Formation[modifier | modifier le code]

Issu d'une famille modeste, il entre à l'École des Arts Décoratifs à Paris en 1900, à l'âge de 18 ans. Malgré une constitution fragile, il a une capacité de travail impressionnante. Il décroche des premiers prix en architecture et géométrie et se présente aux concours du "Salon" où sont exposées des œuvres de la Société des Artistes Français. Aux "Arts Déco", il suit les enseignements de Charles Genuys (1852-1928)[1]. Ce grand architecte sait lui transmettre son art qui allie les bases classiques à l'utilisation des matériaux nouveaux comme le béton armé ou le fer. Le jeune Marcel s'imprègne totalement de ces concepts et les applique à ses premières commandes dès 1905, alors qu'il est encore étudiant.

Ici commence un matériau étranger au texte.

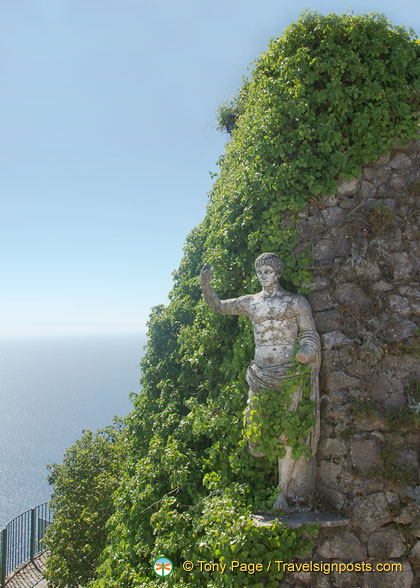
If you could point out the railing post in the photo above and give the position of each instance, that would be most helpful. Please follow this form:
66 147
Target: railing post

Carrière[modifier | modifier le code]

Au début de sa carrière, Marcel Oudin est encore influencé par le mouvement Art nouveau. Ce mouvement s'inspire de la nature pour produire des formes pittoresques. C'est dans cet esprit qu'il exécute un immeuble rue Chardon-Lagache avec son ami Eugène Chauliat (1883-1973) et une rénovation pour les Magasins Réunis République avec une troupe d'artistes de l'école de Nancy. En 1906, il se marie à Niort avec Bernadette Eva Cayer, fille de menuisier. Il entreprend alors des travaux dans la scierie familiale. Cette rencontre avec le monde industriel lui fournit une première expérience précieuse pour sa carrière. Sorti en 1908 de l'école, il réalise plutôt des immeubles d'habitation à Paris et dès 1907-1908 un groupe d'habitations à Boulogne-Billancourt.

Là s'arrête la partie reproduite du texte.